DESCRIPTION OF EMBODIMENTS

[0019] In Embodiment 1, the present invention provides a method for determining a nucleic acid sequence of a target gene expressed in a subject cell, including a step of comprehensively determining mRNA nucleic acid sequences in the subject cell and a step of identifying a nucleic acid sequence having a nucleic acid sequence of a portion of the target gene, from among the determined mRNA nucleic acid sequences, in which the identified nucleic acid sequence is a nucleic acid sequence of a target gene.

[0020] According to the method of the present embodiment, it is possible to conveniently and accurately determine a nucleic acid sequence of a target gene.
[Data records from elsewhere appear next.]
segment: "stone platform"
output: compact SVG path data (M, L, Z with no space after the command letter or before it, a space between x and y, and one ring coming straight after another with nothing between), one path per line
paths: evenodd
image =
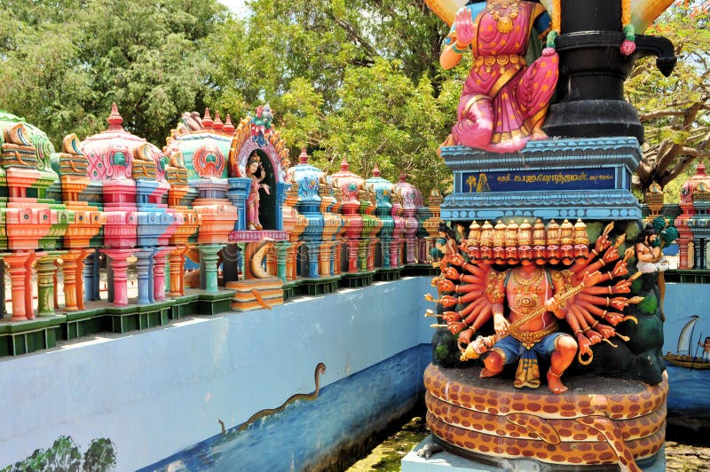
M500 464L491 465L466 459L448 451L437 452L430 458L419 457L419 452L424 447L430 447L433 443L431 436L427 437L414 449L402 459L402 472L499 472L500 470L516 470L519 472L546 472L550 468L537 460L529 459L509 460L504 466ZM503 468L501 468L501 467ZM563 470L563 469L558 469ZM569 466L564 470L573 470ZM592 470L609 470L609 468L600 469L593 466L580 468L579 470L591 472ZM642 467L643 472L665 472L666 470L666 447L661 447L656 457L656 461L647 467Z

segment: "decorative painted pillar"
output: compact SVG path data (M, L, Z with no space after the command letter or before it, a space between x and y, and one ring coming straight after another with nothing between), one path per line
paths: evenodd
M348 271L358 271L358 248L359 248L360 241L358 240L348 240Z
M153 254L155 249L146 248L138 249L134 253L138 258L136 269L138 272L138 304L146 305L155 301L153 295ZM163 279L164 281L164 279Z
M54 252L40 255L37 259L37 316L54 314L55 296L54 279L57 275L57 257L61 253Z
M247 231L247 197L251 187L251 178L249 177L230 177L229 192L226 196L237 208L237 223L235 231Z
M286 249L286 279L292 282L298 277L296 262L298 261L298 248L302 243L296 241L289 242L289 244L290 247Z
M216 294L219 291L217 287L217 253L222 248L221 245L208 244L200 246L200 262L203 277L201 277L201 288L207 292ZM202 283L203 282L203 283Z
M4 318L6 311L5 311L5 263L3 262L2 258L0 258L0 319Z
M111 258L108 263L109 302L114 306L128 304L128 258L135 249L101 249L101 252Z
M160 248L153 256L155 264L153 268L153 299L155 302L165 300L165 259L175 248Z
M291 243L288 241L279 241L276 243L276 276L286 282L287 279L287 259L288 258L288 248Z
M100 256L94 248L87 249L83 266L84 297L87 302L100 300L99 284L100 281Z
M274 248L276 245L274 245ZM269 275L276 275L279 271L279 253L272 249L266 253L266 272Z
M64 274L64 309L67 311L77 311L76 304L76 260L81 257L82 251L72 249L62 256L62 273Z
M187 246L175 248L168 258L170 270L170 296L173 298L185 295L185 254Z
M316 279L319 277L318 271L318 253L320 248L320 243L318 241L306 241L306 250L308 251L308 275Z
M25 321L35 319L35 314L30 310L28 311L25 304L25 275L27 267L25 263L28 260L30 253L13 252L4 257L10 271L10 281L12 290L12 318L11 321Z
M25 314L28 319L35 319L35 311L32 309L32 266L35 264L35 252L29 253L29 256L25 261Z
M329 242L325 242L320 247L320 251L318 255L318 267L319 273L322 275L328 275L330 271L330 249L332 245Z

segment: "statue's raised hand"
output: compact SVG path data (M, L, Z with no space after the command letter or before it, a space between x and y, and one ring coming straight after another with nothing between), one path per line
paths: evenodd
M476 35L473 29L471 11L465 7L459 10L456 19L454 20L454 26L456 28L456 41L467 46L470 44Z
M505 317L501 313L495 313L493 315L493 329L495 329L495 334L502 336L508 334L509 326L510 323L505 319Z

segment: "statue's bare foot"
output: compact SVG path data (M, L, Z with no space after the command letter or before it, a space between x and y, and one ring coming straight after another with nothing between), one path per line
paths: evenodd
M503 369L493 370L489 369L488 367L484 367L481 369L481 374L478 375L478 377L481 379L485 379L486 377L495 377L501 372L503 372Z
M562 383L560 375L557 375L552 370L548 371L548 389L552 393L564 393L567 391L567 387Z
M544 141L548 138L548 134L542 130L532 130L532 133L530 135L532 141Z

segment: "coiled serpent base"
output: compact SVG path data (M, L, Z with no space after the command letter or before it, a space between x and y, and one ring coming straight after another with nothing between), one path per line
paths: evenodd
M256 413L252 414L251 417L248 420L244 421L239 427L239 429L237 429L237 432L243 431L244 429L248 428L249 425L251 423L253 423L254 421L256 421L256 420L259 420L261 418L264 418L265 416L269 416L269 415L272 415L272 414L276 414L278 413L280 413L280 412L284 411L286 409L286 406L289 403L293 403L293 402L295 402L296 400L315 400L318 397L319 392L320 391L320 376L321 374L325 374L325 372L326 372L326 365L323 364L322 362L319 362L318 365L316 366L315 372L313 373L313 382L316 384L316 389L315 390L313 390L311 393L296 393L296 394L291 395L290 397L288 397L288 398L287 398L287 400L285 402L283 402L283 404L280 406L279 406L278 408L266 408L265 410L261 410L261 411L256 412Z
M427 425L444 445L486 458L641 470L635 461L665 441L666 376L655 386L620 381L614 392L610 380L597 379L554 395L514 390L477 374L433 365L424 373Z

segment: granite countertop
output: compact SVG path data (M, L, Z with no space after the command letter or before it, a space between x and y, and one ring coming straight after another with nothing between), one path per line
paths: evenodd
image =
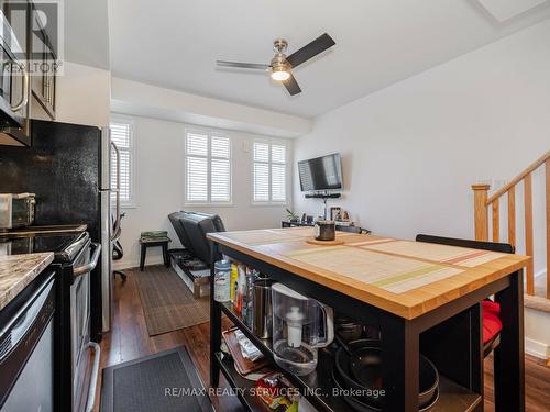
M53 260L53 253L0 256L0 310L21 293Z

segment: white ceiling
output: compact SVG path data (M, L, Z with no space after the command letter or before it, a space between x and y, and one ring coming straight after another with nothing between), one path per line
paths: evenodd
M109 69L108 0L65 0L66 60Z
M529 1L531 0L515 0ZM113 76L314 118L550 16L550 2L499 22L475 0L110 0ZM289 97L262 71L328 32L337 45L295 70Z

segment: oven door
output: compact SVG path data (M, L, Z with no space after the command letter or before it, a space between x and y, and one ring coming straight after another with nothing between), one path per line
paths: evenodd
M73 364L73 410L94 402L99 368L99 347L90 342L90 272L96 267L101 245L91 243L76 259L70 286L70 349ZM91 365L90 348L96 352ZM91 374L88 372L91 369ZM88 386L86 385L88 382ZM86 390L88 387L88 390ZM86 408L88 410L88 408Z

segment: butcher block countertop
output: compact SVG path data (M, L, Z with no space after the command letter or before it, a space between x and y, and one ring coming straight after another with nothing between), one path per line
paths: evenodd
M0 310L21 293L53 260L53 253L0 256Z
M529 256L337 232L337 246L308 243L312 227L210 233L221 245L411 320L517 271Z

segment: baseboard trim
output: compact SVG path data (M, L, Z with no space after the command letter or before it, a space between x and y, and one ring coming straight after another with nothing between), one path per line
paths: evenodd
M548 359L550 358L550 349L549 346L543 344L542 342L534 341L529 337L525 338L525 352L531 356L535 356L539 359Z

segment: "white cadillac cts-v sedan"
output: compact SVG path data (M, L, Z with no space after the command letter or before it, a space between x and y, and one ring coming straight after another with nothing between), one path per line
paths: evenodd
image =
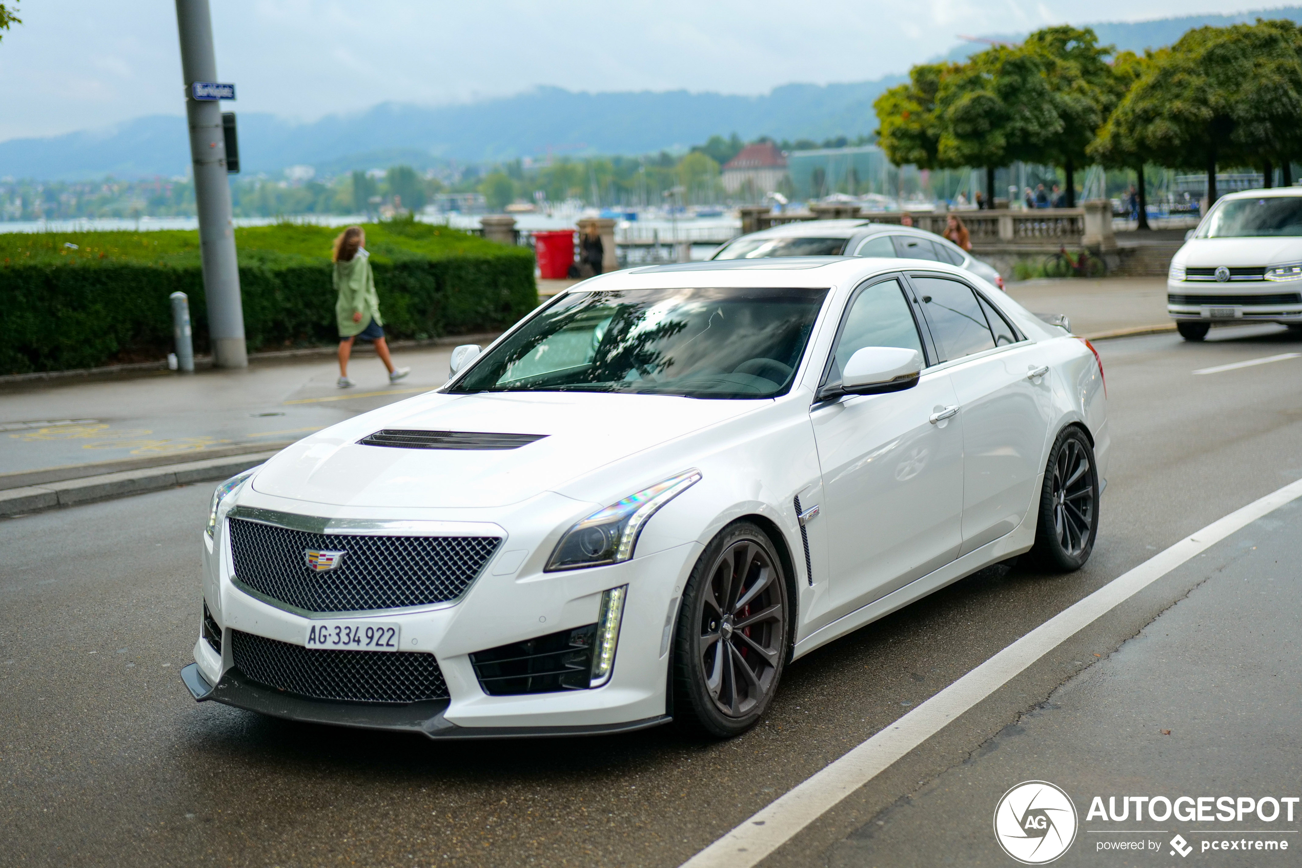
M1090 557L1088 342L948 264L615 272L217 488L199 700L431 738L753 726L784 666Z

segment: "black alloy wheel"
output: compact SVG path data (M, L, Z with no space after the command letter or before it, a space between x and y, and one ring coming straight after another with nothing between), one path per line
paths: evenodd
M1047 567L1070 573L1090 560L1099 532L1099 474L1079 428L1065 428L1049 450L1032 552Z
M789 649L786 575L758 526L711 540L682 595L674 634L674 720L730 738L763 716Z

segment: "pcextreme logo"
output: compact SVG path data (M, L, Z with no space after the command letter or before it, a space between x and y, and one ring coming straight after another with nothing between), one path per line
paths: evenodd
M1023 781L995 807L995 839L1023 865L1053 861L1075 841L1072 798L1048 781Z

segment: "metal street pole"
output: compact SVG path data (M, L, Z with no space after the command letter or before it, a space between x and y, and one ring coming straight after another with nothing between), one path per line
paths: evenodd
M203 294L208 302L212 362L219 368L249 366L245 347L240 268L230 223L230 185L227 181L227 144L221 129L221 103L194 99L194 82L216 82L212 53L212 17L208 0L176 0L181 33L181 70L185 77L185 115L190 122L194 160L194 200L199 212L199 250L203 256Z

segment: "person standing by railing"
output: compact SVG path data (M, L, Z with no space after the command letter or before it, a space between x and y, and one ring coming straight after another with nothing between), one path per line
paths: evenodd
M949 215L949 217L945 220L945 230L941 233L941 236L954 242L956 245L958 245L960 247L962 247L969 252L973 249L971 234L967 232L967 226L963 225L963 221L960 220L958 215L956 213Z
M389 346L384 341L380 320L380 299L375 294L375 275L371 272L371 255L366 252L366 233L361 226L349 226L335 239L335 319L339 325L339 381L336 385L348 389L354 385L348 379L348 359L353 354L353 341L357 338L374 341L375 354L389 370L389 383L397 383L411 368L395 368L389 358Z
M592 269L592 276L602 273L602 260L605 258L605 247L602 245L602 232L596 228L596 221L587 224L587 232L579 241L579 260Z

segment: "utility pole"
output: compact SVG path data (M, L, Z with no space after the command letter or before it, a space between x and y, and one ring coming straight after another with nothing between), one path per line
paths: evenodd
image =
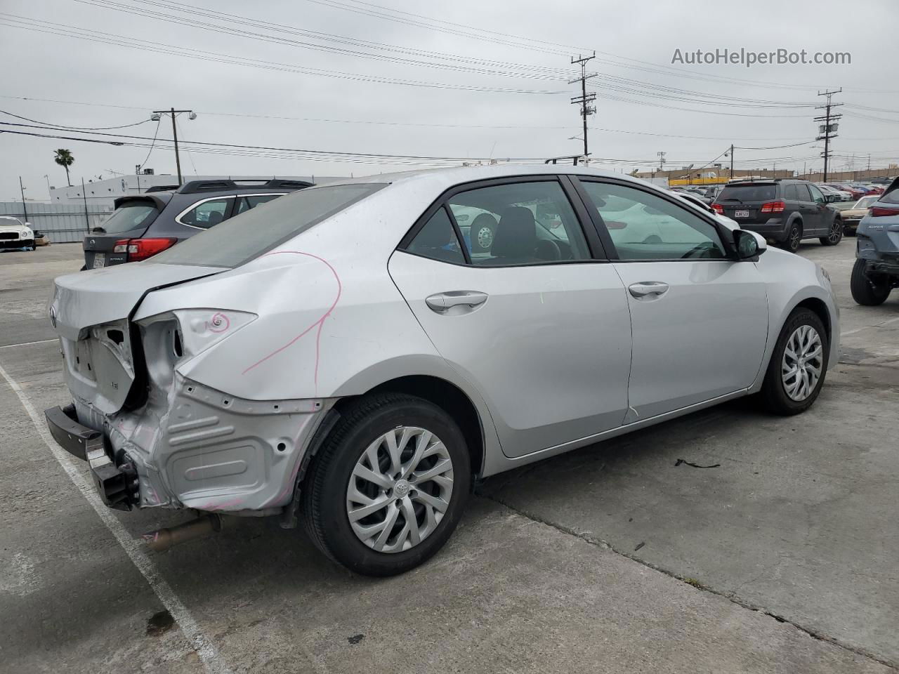
M28 207L25 206L25 188L22 185L22 176L19 176L19 191L22 193L22 210L25 214L25 222L28 222Z
M575 63L581 66L581 76L576 79L569 80L569 84L574 84L575 82L581 83L581 95L574 96L571 99L572 105L581 106L581 118L583 120L583 162L588 164L590 162L590 152L587 148L587 117L596 112L596 106L591 105L596 100L596 93L591 92L587 93L587 80L592 77L596 76L596 73L592 75L587 75L587 61L596 58L596 52L593 52L592 56L582 57L580 54L577 55L577 58L572 58L571 63L574 66Z
M87 224L87 232L91 232L91 217L87 215L87 190L85 188L85 179L81 179L81 198L85 200L85 222Z
M170 108L169 110L155 110L150 119L153 121L158 121L162 119L163 115L171 115L172 117L172 138L174 140L174 163L178 169L178 184L181 185L181 156L178 155L178 127L174 123L174 119L182 112L187 113L188 120L196 120L197 113L192 110L175 110L174 108Z
M836 89L832 92L818 92L819 96L827 96L827 102L824 105L819 105L815 110L823 110L824 114L821 117L815 117L814 121L823 121L823 124L818 125L818 137L815 140L824 141L824 151L821 153L821 155L824 158L824 179L823 182L827 182L827 165L831 158L831 138L835 138L837 137L837 129L840 125L837 124L837 120L842 117L840 114L833 114L831 112L831 108L836 108L842 103L834 103L831 102L831 98L834 93L840 93L842 92L842 87Z

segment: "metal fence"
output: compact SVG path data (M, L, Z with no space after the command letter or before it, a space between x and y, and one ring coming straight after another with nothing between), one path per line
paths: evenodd
M30 222L35 232L46 234L51 242L81 241L92 227L98 226L109 214L111 206L98 204L41 204L26 203L26 217L22 201L0 201L0 216L13 216Z

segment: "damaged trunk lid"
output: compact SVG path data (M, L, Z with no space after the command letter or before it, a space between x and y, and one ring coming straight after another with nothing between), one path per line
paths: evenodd
M120 410L143 374L139 336L130 322L141 300L157 288L224 270L139 262L58 277L50 322L76 402L103 414Z

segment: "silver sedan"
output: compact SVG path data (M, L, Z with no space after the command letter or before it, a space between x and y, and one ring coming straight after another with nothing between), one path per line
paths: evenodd
M372 575L436 553L473 478L742 395L805 411L840 334L821 267L555 165L308 188L57 279L50 318L49 428L107 504L303 522Z

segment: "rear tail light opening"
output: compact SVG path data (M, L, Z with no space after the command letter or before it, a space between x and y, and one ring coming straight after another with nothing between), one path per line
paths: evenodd
M112 253L124 253L128 262L139 262L171 248L178 243L178 239L119 239L112 248Z
M886 217L889 216L899 216L899 208L886 208L883 206L872 206L868 209L871 217Z

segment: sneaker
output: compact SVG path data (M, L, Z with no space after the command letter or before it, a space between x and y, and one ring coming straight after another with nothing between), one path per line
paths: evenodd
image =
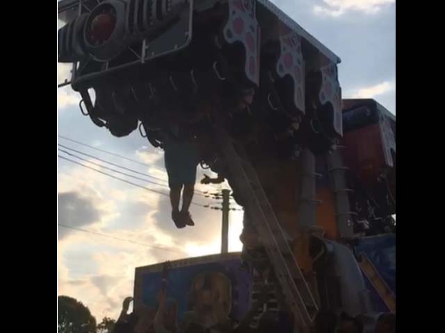
M192 216L188 212L181 212L180 214L182 221L186 225L188 225L190 227L193 227L193 225L195 225L195 222L193 222L193 220L192 220Z
M181 218L181 213L179 212L172 212L172 220L173 220L176 228L178 229L185 228L186 223L184 219Z

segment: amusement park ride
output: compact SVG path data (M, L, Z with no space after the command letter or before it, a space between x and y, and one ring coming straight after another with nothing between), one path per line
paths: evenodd
M241 321L240 295L250 304L272 284L294 332L327 311L376 332L395 314L396 118L374 100L342 100L338 56L268 0L62 0L58 12L58 61L72 65L60 86L97 126L117 137L139 127L162 148L169 117L204 114L201 163L244 208L243 250L172 272L237 262L250 282L227 315ZM136 268L135 311L161 267Z

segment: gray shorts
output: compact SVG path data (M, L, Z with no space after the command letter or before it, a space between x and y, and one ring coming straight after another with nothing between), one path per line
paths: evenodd
M164 162L170 189L195 184L199 155L193 142L173 139L165 142Z

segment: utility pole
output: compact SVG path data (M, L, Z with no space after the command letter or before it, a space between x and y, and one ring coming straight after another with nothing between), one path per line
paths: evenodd
M221 232L221 253L229 252L229 212L230 211L230 190L222 190L222 228Z

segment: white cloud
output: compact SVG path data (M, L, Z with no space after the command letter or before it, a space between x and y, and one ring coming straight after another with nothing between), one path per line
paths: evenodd
M395 3L396 0L323 0L323 5L314 6L316 14L339 17L349 11L375 14L383 7Z
M395 83L385 81L371 87L359 88L352 94L351 97L353 99L372 99L376 96L392 92L395 89Z
M74 92L61 90L57 92L57 110L60 110L70 105L77 105L81 100L80 95Z

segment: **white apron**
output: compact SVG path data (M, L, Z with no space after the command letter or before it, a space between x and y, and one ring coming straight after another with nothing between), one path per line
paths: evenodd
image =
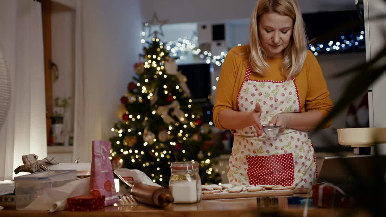
M261 124L275 115L301 111L295 79L275 81L249 79L247 70L239 91L239 110L249 112L258 103ZM318 176L313 146L307 132L286 128L270 138L257 137L252 126L236 130L228 172L229 183L236 185L269 185L309 188Z

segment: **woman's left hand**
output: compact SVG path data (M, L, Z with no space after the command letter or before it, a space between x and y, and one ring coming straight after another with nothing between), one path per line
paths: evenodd
M275 124L278 126L280 126L280 130L279 131L279 133L282 133L284 131L284 129L285 128L288 122L289 119L289 115L291 114L289 113L280 113L277 114L272 117L272 119L271 120L270 124Z

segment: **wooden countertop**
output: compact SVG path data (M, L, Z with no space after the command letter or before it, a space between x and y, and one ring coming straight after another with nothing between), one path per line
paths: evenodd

In addition, the method of the present embodiment can be carried out using only approximately 0.1 .mu.g of total RNA. For this reason, with one subject cell as a sample, for example, a nucleic acid sequence of a target gene at one cell level can be determined.

[0021] In the method of the present embodiment, the step of comprehensively determining mRNA nucleic acid sequences is preferably performed by next generation sequencing. More specifically, the method of the present embodiment can be carried out by mRNA-seq that comprehensively determines mRNA nucleic acid sequences by the next generation sequencing.

[0022] "Next generation sequencing (NGS)" is a term that is used in comparison with a first generation sequencer represented by a fluorescent capillary sequencer using sequencing method by the Sanger method. The next generation sequencing substantially includes various machines or technologies, and it is assumed that various forms of the next generation sequencers will be designed from now on.

[0023] In the first generation sequencer, the number of specimens that can be processed at a time is limited to a maximum of approximately 96. In addition, a DNA molecule used as a sample for performing sequence determination was required to be prepared by being separately cloned in advance and amplified by the PCR method, and enormous efforts were required at that stage.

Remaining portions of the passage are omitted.